Виктор Константинович отрицательно повертел головой, он не любил карт и вообще не понимал азартных людей.

- А то мы поглядели бы, на что вы способны, - загорелся уже Веретенников. - Но позднее, конечно, вечерком, мне тут надо еще кое-какие справки… И между прочим, поучили бы вас, пригодилось бы на будущее.

- Спасибо, - сказал Виктор Константинович, - если вам так хочется, то, пожалуйста, я могу, конечно.

Он смотрел на этого неугомонного человечка, своего командира, как смотрят на детей: те тоже не подозревают, что их, как и всех, не минуют ни утраты, ни разочарования, ни старость, ни могила - она-то достанется каждому. И недоумение, и даже грусть вызывала эта детская слепота Веретенникова, его неистощимая, хлопотливая радость существования.
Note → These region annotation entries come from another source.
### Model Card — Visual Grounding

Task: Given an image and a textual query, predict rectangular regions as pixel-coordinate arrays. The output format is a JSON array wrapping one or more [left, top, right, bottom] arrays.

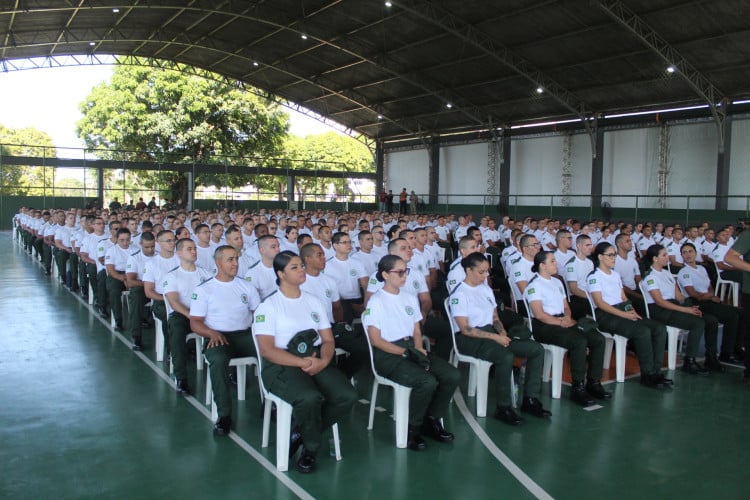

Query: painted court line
[[57, 270, 315, 500], [453, 390, 552, 500]]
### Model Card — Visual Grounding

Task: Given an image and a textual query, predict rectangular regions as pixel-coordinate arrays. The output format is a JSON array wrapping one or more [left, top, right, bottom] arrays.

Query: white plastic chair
[[523, 295, 568, 399], [164, 295, 204, 372], [253, 330, 341, 472], [586, 290, 628, 382], [714, 262, 740, 307], [638, 279, 688, 370], [365, 330, 411, 448]]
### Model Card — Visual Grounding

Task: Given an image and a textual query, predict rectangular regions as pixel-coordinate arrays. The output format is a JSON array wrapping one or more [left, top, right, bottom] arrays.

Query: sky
[[0, 65, 346, 158]]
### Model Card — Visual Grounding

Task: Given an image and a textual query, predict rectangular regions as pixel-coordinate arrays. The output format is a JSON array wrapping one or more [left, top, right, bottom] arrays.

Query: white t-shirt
[[510, 255, 535, 298], [142, 255, 180, 294], [448, 281, 497, 331], [190, 276, 260, 332], [245, 260, 278, 300], [588, 268, 622, 306], [299, 273, 341, 323], [677, 264, 711, 293], [565, 256, 594, 291], [125, 250, 156, 281], [615, 254, 641, 290], [524, 274, 567, 316], [643, 267, 675, 304], [253, 291, 331, 349], [323, 256, 367, 300], [367, 264, 430, 298], [162, 266, 212, 309], [104, 245, 133, 273], [362, 290, 422, 342]]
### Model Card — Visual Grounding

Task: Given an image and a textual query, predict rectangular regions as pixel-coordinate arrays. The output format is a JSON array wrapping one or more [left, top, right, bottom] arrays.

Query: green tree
[[77, 66, 289, 201], [0, 125, 57, 196], [285, 132, 375, 203]]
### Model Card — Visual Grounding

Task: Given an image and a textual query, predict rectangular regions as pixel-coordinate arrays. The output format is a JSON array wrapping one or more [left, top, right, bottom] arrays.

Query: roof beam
[[598, 0, 727, 153], [394, 0, 596, 155]]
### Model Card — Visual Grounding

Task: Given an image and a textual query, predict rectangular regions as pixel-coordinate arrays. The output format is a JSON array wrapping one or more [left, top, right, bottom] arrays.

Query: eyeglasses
[[386, 267, 411, 278]]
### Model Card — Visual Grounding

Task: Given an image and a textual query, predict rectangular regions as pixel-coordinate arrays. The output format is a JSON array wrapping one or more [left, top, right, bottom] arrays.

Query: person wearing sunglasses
[[362, 256, 461, 450], [587, 241, 672, 389]]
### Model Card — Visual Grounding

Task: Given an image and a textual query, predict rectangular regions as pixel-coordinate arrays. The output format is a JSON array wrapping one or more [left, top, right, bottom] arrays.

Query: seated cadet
[[279, 226, 299, 255], [362, 256, 461, 450], [125, 233, 156, 351], [244, 234, 282, 300], [253, 252, 357, 473], [300, 243, 369, 378], [143, 230, 180, 352], [163, 239, 212, 394], [524, 250, 612, 406], [449, 252, 552, 425], [641, 244, 716, 375], [104, 227, 132, 332], [554, 229, 576, 276], [677, 242, 742, 372], [668, 227, 683, 272], [190, 245, 262, 436], [568, 234, 594, 320], [320, 232, 367, 323], [510, 234, 542, 316], [351, 229, 380, 276], [365, 237, 452, 360], [614, 233, 646, 316], [588, 240, 672, 388]]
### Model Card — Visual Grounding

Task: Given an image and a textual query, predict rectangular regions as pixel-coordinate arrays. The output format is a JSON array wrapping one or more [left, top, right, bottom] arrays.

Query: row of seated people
[[11, 206, 750, 470]]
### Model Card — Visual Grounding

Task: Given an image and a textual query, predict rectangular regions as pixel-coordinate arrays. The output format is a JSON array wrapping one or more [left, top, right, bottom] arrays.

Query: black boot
[[586, 378, 612, 399], [570, 380, 594, 406], [703, 353, 724, 373], [406, 425, 427, 451], [682, 358, 709, 375], [422, 415, 453, 443]]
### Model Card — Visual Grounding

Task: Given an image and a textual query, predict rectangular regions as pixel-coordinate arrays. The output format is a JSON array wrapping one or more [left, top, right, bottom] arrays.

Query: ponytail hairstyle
[[375, 255, 404, 283], [641, 245, 664, 278], [461, 252, 487, 271], [591, 241, 614, 267], [274, 250, 299, 286], [531, 250, 555, 273]]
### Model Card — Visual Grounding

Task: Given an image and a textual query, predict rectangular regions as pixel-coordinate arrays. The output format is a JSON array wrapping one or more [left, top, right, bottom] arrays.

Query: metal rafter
[[599, 0, 727, 153], [395, 0, 596, 157]]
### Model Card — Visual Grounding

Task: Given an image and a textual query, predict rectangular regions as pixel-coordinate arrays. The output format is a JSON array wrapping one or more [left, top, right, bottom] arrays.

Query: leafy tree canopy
[[0, 124, 56, 196]]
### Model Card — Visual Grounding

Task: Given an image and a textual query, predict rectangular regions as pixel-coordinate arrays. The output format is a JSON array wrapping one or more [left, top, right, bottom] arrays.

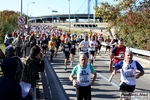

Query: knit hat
[[30, 45, 41, 58], [1, 56, 23, 81]]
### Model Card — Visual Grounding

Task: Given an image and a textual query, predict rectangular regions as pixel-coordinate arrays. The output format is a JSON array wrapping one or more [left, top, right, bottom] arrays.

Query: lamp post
[[27, 2, 35, 25], [20, 0, 22, 16], [68, 0, 70, 31]]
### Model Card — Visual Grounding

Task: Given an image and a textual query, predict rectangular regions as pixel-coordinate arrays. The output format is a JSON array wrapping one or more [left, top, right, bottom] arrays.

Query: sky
[[0, 0, 117, 16]]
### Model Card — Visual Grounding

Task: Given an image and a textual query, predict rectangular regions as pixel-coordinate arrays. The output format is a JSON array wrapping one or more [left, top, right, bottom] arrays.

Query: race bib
[[43, 43, 47, 47], [79, 75, 90, 84], [125, 71, 134, 77], [90, 46, 95, 51], [119, 52, 124, 59], [65, 48, 69, 51], [71, 45, 75, 48]]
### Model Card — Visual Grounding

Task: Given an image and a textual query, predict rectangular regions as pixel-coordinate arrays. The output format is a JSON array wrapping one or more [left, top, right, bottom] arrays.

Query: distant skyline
[[0, 0, 117, 16]]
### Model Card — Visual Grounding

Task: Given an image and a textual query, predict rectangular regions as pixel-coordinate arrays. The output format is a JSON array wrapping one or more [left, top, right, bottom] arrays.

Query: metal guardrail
[[41, 56, 70, 100], [102, 42, 150, 59]]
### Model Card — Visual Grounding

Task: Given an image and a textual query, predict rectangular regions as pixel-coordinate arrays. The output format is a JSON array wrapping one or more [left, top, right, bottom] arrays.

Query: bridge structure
[[29, 14, 102, 23]]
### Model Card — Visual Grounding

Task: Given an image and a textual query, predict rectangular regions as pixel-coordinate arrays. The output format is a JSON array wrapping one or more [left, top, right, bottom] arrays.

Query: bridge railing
[[41, 56, 70, 100], [102, 42, 150, 59]]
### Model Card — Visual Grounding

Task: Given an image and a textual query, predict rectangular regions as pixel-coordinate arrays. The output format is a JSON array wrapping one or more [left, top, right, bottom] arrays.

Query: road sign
[[18, 24, 25, 32], [18, 16, 25, 24]]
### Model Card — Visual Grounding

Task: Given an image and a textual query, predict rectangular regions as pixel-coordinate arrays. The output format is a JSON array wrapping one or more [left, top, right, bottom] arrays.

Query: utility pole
[[68, 0, 70, 31]]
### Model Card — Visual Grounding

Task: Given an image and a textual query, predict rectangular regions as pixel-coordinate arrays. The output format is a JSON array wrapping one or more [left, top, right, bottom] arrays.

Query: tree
[[94, 0, 150, 50]]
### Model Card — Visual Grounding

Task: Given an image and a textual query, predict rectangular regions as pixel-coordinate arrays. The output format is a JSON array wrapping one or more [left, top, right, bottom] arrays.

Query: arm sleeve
[[135, 61, 143, 71], [114, 61, 123, 70]]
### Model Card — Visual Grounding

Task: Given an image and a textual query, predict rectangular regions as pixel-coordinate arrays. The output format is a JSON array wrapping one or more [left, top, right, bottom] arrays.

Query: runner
[[48, 37, 56, 61], [69, 54, 97, 100], [89, 36, 98, 65], [113, 50, 144, 100], [55, 35, 61, 57], [109, 38, 126, 71], [105, 36, 111, 54], [62, 38, 71, 70], [41, 37, 48, 54], [97, 33, 104, 56], [79, 36, 89, 59], [69, 35, 76, 66]]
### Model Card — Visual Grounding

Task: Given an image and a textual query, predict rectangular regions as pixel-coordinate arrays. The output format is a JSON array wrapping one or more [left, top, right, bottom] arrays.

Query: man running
[[62, 38, 71, 70], [69, 54, 97, 100], [79, 36, 89, 59], [89, 36, 98, 65], [69, 35, 76, 66], [113, 50, 144, 100]]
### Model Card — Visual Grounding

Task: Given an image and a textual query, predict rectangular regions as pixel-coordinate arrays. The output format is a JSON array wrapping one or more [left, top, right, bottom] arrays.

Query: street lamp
[[27, 2, 35, 25], [68, 0, 70, 31]]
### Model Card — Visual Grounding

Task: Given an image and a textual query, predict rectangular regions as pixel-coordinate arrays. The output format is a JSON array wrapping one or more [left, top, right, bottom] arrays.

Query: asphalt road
[[48, 48, 150, 100]]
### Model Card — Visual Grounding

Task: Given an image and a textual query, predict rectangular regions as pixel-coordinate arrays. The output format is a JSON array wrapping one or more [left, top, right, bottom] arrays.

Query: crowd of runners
[[0, 24, 144, 99], [4, 24, 113, 70]]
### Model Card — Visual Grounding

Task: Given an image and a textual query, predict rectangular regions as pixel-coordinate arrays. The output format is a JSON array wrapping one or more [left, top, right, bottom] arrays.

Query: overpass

- Так и запишем: вечерком сообразим пульку, - решил маленький техник-интендант. - Папаша тоже не откажется с нами, хоть мы и не служили в царской армии.

За окном застучал мотор подъехавшей машины, и старый учитель, с живостью привстав, выглянул на улицу. Мотор затих, машина остановилась у дома, и учитель тут же поднялся - как видно, он ее и ждал - и пошел из комнаты.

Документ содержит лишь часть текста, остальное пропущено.